Some of the changes we made in our corporate areas, we're asking people to redeploy assets related to work they've become comfortable with and used to doing. Anytime you upset the status quo when people honestly believe what they're doing is logical, it's difficult.

So how can you affect their thinking and cause them to look at things differently? We used Booz & Company as outside consultant to help with that, which is unusual for us; we try to do the work ourselves. But we'd capped out our ability to influence the change processes and needed much harder data than we were producing ourselves. Doing this is less about a magic formula and more about the data.

HLM: Were there any areas where you achieved more than you thought possible? Less?

Fine: There were some things we've talked about where we achieved at a level we didn't expect, but also some things where we went too far and had to pull back. When it came to the issue of recruiting, for example, we strained ourselves rather than enhanced. We've corrected that.

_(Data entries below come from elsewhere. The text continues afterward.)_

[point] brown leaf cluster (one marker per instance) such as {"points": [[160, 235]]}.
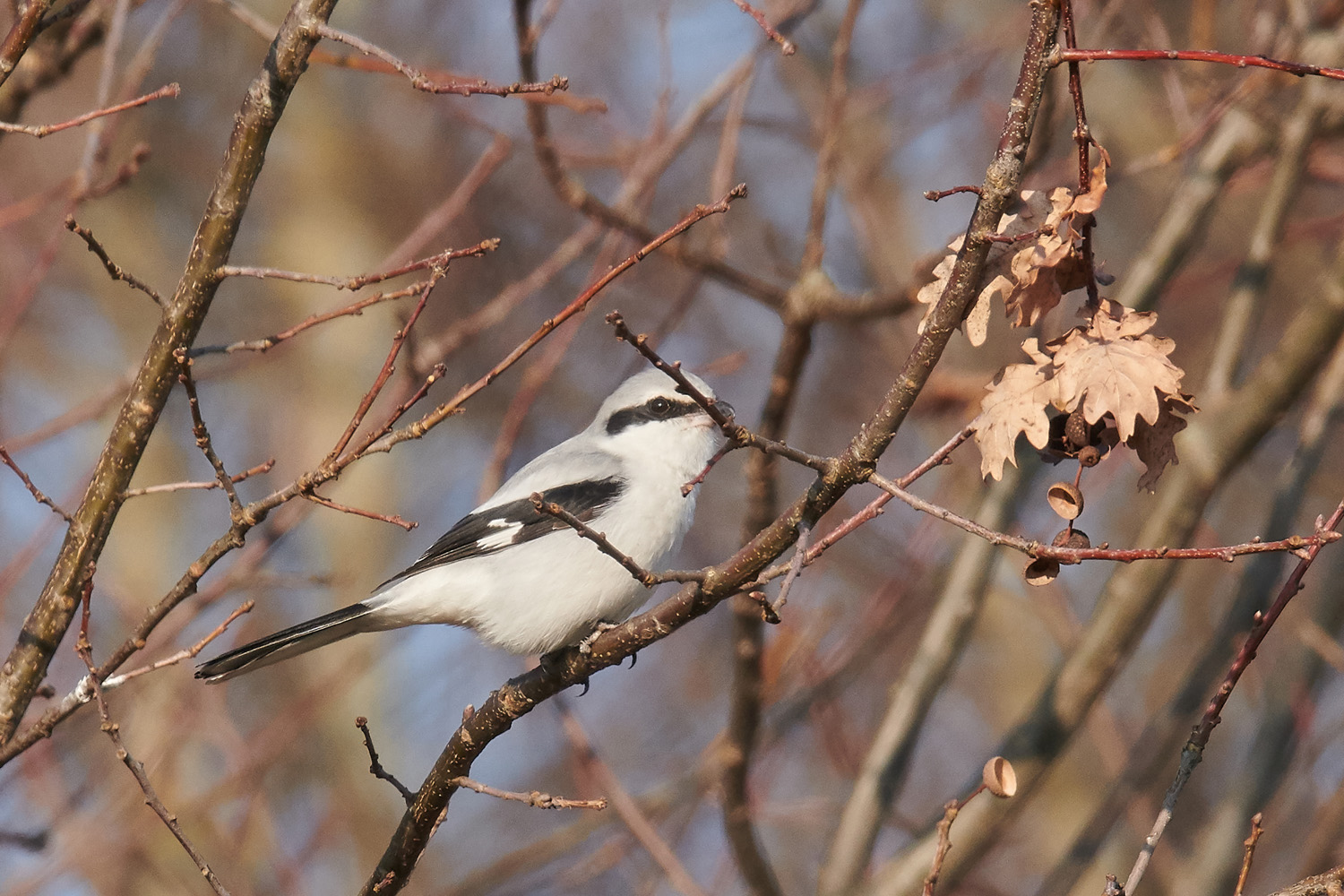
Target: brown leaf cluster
{"points": [[1032, 273], [1112, 368]]}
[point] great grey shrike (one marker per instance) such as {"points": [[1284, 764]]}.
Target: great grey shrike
{"points": [[521, 579]]}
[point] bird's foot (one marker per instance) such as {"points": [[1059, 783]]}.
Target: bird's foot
{"points": [[602, 626]]}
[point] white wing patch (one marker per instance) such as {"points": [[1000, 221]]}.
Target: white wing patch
{"points": [[500, 536]]}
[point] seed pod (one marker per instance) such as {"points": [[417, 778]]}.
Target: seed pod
{"points": [[1077, 429], [1042, 571], [1066, 500], [999, 777], [1072, 538]]}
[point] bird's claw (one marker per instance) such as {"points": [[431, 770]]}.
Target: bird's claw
{"points": [[586, 643]]}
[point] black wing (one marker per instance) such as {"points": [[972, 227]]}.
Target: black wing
{"points": [[516, 521]]}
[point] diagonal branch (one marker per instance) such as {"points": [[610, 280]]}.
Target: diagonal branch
{"points": [[255, 123]]}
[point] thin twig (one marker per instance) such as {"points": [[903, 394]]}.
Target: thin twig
{"points": [[42, 131], [212, 484], [800, 552], [640, 573], [375, 767], [32, 489], [940, 853], [386, 371], [739, 435], [532, 798], [113, 268], [136, 767], [1034, 548], [1298, 69], [198, 429], [787, 46], [424, 82], [116, 681], [1193, 748], [625, 805], [433, 263], [354, 309], [935, 195]]}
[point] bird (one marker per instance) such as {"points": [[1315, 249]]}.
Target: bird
{"points": [[521, 578]]}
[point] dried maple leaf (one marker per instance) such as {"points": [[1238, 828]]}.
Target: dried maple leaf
{"points": [[1030, 277], [1115, 367], [1155, 443], [1090, 202]]}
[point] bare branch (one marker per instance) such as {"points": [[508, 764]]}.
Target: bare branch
{"points": [[42, 131], [32, 489], [785, 45], [1298, 69], [113, 269]]}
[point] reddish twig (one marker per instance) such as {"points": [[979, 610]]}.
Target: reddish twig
{"points": [[42, 131], [640, 573], [739, 435], [115, 681], [424, 82], [32, 489], [198, 429], [433, 263], [547, 327], [1018, 238], [22, 32], [352, 511], [787, 46], [1082, 136], [1250, 853], [386, 371], [874, 508], [375, 767], [136, 767], [1298, 69], [113, 269], [1034, 548], [1193, 748], [532, 798], [625, 805], [935, 195]]}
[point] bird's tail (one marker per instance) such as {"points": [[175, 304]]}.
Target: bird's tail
{"points": [[289, 642]]}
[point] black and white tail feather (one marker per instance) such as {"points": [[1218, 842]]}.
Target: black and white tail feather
{"points": [[521, 578]]}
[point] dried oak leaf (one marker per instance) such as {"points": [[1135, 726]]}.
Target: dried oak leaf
{"points": [[1016, 403], [1032, 214], [1153, 443], [1110, 368], [1115, 367], [1034, 276]]}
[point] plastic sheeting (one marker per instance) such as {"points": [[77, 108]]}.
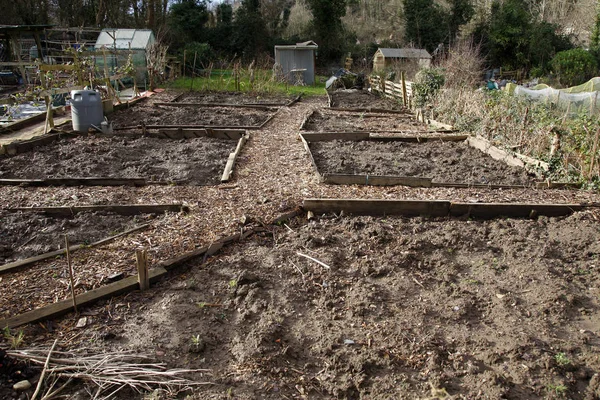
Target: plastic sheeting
{"points": [[582, 98]]}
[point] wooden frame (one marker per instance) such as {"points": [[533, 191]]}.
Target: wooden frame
{"points": [[177, 134], [131, 283], [383, 180], [439, 208]]}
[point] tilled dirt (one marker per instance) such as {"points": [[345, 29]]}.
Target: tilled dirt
{"points": [[404, 307], [26, 234], [274, 174], [235, 98], [340, 121], [362, 99], [198, 161], [449, 162]]}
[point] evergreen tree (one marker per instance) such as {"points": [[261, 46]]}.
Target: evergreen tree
{"points": [[328, 29], [249, 37], [425, 23]]}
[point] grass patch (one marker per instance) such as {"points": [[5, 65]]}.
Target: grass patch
{"points": [[224, 81]]}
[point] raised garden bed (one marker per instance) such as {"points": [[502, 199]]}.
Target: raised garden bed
{"points": [[196, 157], [25, 234], [396, 307], [147, 114], [337, 121], [233, 98], [363, 100], [443, 160], [31, 235]]}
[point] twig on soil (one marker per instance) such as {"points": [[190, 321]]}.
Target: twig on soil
{"points": [[417, 282], [291, 230], [315, 260], [41, 381], [109, 373], [299, 270]]}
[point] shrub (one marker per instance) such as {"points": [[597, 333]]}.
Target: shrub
{"points": [[574, 66], [427, 83]]}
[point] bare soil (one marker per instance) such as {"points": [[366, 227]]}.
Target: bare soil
{"points": [[504, 308], [340, 121], [405, 308], [233, 98], [148, 114], [449, 162], [26, 234], [198, 161], [354, 98]]}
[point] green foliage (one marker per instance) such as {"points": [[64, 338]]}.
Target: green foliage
{"points": [[15, 340], [574, 66], [201, 51], [425, 26], [562, 359], [327, 28], [527, 127], [461, 12], [513, 39], [508, 32], [249, 36], [187, 21], [427, 83]]}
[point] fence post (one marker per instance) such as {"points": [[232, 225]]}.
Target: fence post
{"points": [[404, 95]]}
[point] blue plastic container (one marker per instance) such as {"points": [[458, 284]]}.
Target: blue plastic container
{"points": [[86, 109]]}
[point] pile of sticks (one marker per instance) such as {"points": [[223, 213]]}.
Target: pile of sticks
{"points": [[105, 374]]}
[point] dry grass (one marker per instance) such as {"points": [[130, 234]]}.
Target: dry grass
{"points": [[544, 132]]}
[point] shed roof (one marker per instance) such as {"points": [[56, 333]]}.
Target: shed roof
{"points": [[121, 38], [309, 45], [404, 53]]}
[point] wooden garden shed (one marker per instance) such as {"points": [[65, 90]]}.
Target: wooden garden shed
{"points": [[386, 58], [297, 62]]}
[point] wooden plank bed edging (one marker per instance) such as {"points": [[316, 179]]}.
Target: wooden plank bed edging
{"points": [[17, 265], [310, 156], [133, 127], [498, 154], [209, 105], [121, 209], [131, 283], [232, 157], [438, 208], [74, 182], [188, 133], [376, 180], [65, 306]]}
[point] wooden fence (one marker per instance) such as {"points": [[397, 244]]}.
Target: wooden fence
{"points": [[401, 90]]}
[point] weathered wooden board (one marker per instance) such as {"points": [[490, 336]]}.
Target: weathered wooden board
{"points": [[432, 208], [328, 136], [234, 134], [208, 105], [512, 210], [17, 265], [477, 185], [65, 306], [494, 152], [438, 208], [376, 180], [232, 158], [121, 209], [75, 182]]}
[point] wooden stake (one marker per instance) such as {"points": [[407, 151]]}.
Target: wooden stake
{"points": [[594, 149], [71, 273], [142, 264], [404, 94], [194, 71]]}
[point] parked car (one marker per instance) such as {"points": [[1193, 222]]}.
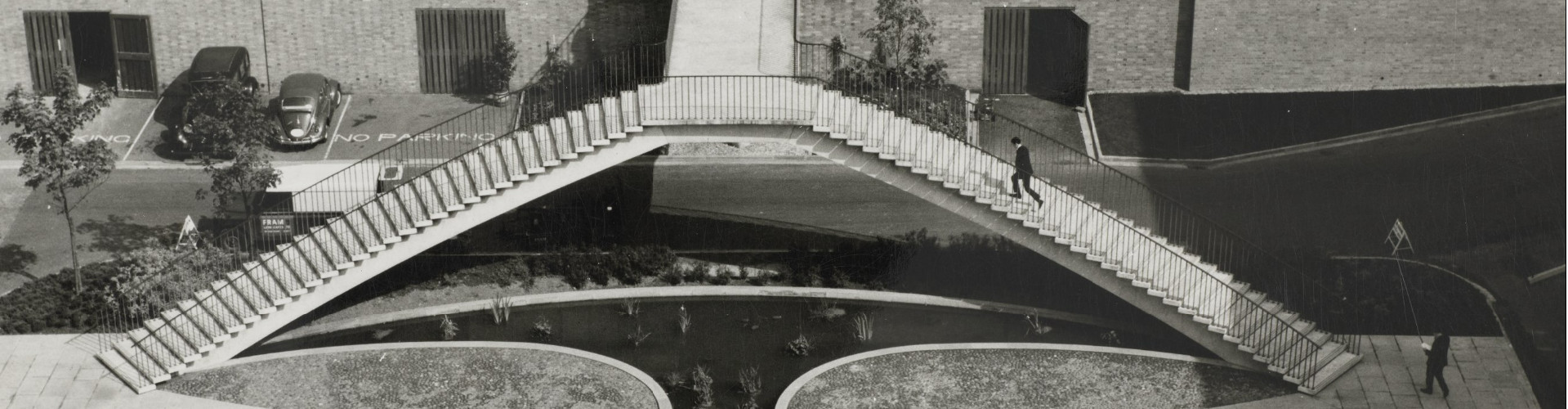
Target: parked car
{"points": [[211, 68], [308, 104]]}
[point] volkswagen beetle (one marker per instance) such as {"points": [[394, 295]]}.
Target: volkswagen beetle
{"points": [[306, 106]]}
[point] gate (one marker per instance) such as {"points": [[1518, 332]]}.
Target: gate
{"points": [[134, 65], [47, 46], [1006, 51], [452, 43]]}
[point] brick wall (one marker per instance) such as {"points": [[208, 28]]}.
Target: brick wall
{"points": [[1291, 44], [1131, 43], [369, 46]]}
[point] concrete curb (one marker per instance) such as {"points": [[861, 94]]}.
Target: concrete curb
{"points": [[793, 388], [694, 292], [659, 393], [1358, 138]]}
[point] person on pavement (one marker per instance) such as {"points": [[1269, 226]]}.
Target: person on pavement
{"points": [[1436, 357], [1023, 169]]}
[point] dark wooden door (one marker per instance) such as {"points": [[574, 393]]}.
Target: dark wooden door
{"points": [[452, 43], [47, 46], [1057, 56], [135, 68], [1006, 51]]}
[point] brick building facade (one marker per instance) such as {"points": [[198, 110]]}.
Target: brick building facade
{"points": [[369, 46], [1132, 46], [1258, 44]]}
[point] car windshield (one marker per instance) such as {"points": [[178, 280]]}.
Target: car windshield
{"points": [[298, 106]]}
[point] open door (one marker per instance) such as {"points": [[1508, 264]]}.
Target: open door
{"points": [[47, 46], [135, 70]]}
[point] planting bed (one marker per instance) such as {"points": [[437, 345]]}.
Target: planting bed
{"points": [[1032, 378], [421, 378]]}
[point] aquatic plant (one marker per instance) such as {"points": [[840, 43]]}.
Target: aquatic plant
{"points": [[1110, 337], [501, 309], [1035, 326], [637, 337], [629, 308], [827, 312], [861, 328], [684, 320], [543, 330], [798, 347], [449, 330], [703, 384], [752, 383]]}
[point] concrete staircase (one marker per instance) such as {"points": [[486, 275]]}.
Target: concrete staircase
{"points": [[373, 236], [1131, 260]]}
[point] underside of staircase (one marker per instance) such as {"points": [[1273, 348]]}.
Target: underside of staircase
{"points": [[1197, 298], [397, 224]]}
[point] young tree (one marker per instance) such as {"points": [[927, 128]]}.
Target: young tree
{"points": [[51, 159], [232, 124], [900, 41]]}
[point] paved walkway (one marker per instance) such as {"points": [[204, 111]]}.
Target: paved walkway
{"points": [[1485, 373], [44, 371]]}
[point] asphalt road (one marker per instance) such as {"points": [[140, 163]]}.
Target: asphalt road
{"points": [[802, 191]]}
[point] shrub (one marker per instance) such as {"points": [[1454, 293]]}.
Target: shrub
{"points": [[449, 330], [673, 278], [798, 347], [543, 330], [52, 304], [720, 278]]}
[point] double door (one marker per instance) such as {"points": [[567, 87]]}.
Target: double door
{"points": [[127, 63]]}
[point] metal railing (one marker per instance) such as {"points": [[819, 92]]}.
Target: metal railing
{"points": [[930, 104], [918, 121], [364, 191]]}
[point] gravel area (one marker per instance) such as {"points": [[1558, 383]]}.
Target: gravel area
{"points": [[1032, 378], [421, 378]]}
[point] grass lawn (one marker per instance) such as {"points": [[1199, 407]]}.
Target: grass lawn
{"points": [[1213, 126], [421, 378], [1032, 378]]}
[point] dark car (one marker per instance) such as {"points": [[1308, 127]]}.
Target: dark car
{"points": [[306, 106], [212, 68]]}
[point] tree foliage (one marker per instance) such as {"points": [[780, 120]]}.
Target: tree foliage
{"points": [[51, 159], [234, 124]]}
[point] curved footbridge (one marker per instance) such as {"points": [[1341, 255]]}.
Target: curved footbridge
{"points": [[718, 88]]}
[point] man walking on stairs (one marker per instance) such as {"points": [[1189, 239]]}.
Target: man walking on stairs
{"points": [[1436, 357], [1023, 169]]}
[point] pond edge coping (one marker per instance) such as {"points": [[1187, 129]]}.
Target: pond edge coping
{"points": [[793, 388], [698, 290], [660, 397]]}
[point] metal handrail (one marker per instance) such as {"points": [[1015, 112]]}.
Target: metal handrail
{"points": [[242, 236]]}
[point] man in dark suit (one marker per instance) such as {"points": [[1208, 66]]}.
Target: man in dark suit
{"points": [[1023, 169], [1436, 357]]}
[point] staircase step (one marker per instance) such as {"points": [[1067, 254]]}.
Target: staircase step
{"points": [[275, 267], [145, 364], [185, 328], [496, 165], [380, 222], [225, 316], [462, 181], [176, 345], [561, 137], [366, 231], [416, 209], [402, 222], [239, 303], [206, 321], [476, 165], [348, 239]]}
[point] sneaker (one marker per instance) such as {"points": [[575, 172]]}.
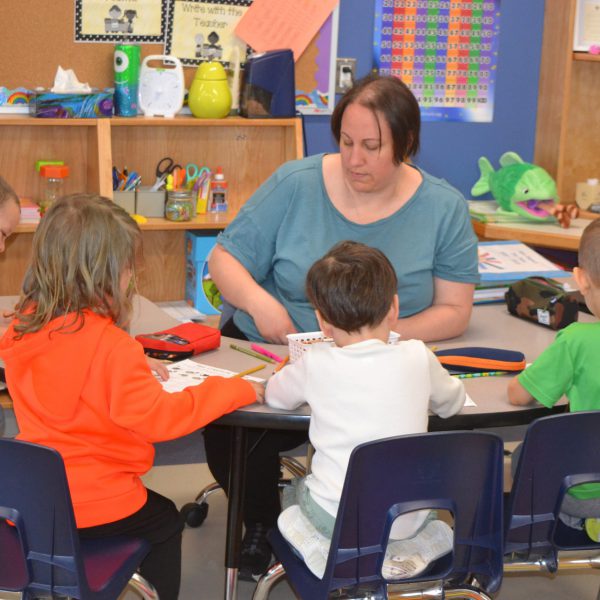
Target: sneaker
{"points": [[256, 553], [592, 528]]}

In most cases, we've been smart enough to figure out what didn't work. We've taken hundreds of millions of [dollars of] overhead out by combining back office functions. This is a highly chaotic, ambiguous, and complicated healthcare environment, which I strongly believe will lead to massive consolidation over the next five years.

Because of reduction of resources and revenue, people have no choice but to figure out ways to reduce overhead. And the fastest way to do that is through combinations in an operating company model whose stated purpose is to reduce overhead.

HLM: If you were starting this over again, what's one thing you would do differently?

Fine: In any process like this, you have to bring people along. We did a good job of prepping people on the front end, but if there's one thing we probably could have done better, I would focus on more in-depth information gathering. We did that up to a point, but I'm not sure we always thought through implementing things—the outcomes didn't necessarily match what we thought.

Maybe if we'd done a deeper cut of information we might have identified things in a more appropriate way. The problem with that is you get analysis paralysis. There is no perfect data and we had to be willing to accept some degree of non-effectiveness. Overall it was the right decision because the things that didn't work were far outweighed by the things that did.

HLM: Many of these are obviously one-time gains. You were one of the first CEOs who mentioned that you thought the bogey for cost-cutting was being able to make a margin on Medicare rates. Have you achieved that, and if not, what's standing in your way to getting there?

Fine: We can't do it universally yet, because until you find the fully insured piece of the business that will fully support Medicaid, which pays seven cents on the dollar in costs, it will be hard to operate the whole company on a Medicare reimbursement rate level.

The fully insured are still subsidizing the shortfalls of Medicare and Medicaid. The only way you can get capital and margin without better reimbursement is through reduced overhead.

Philip Betbeze is the senior leadership editor at HealthLeaders.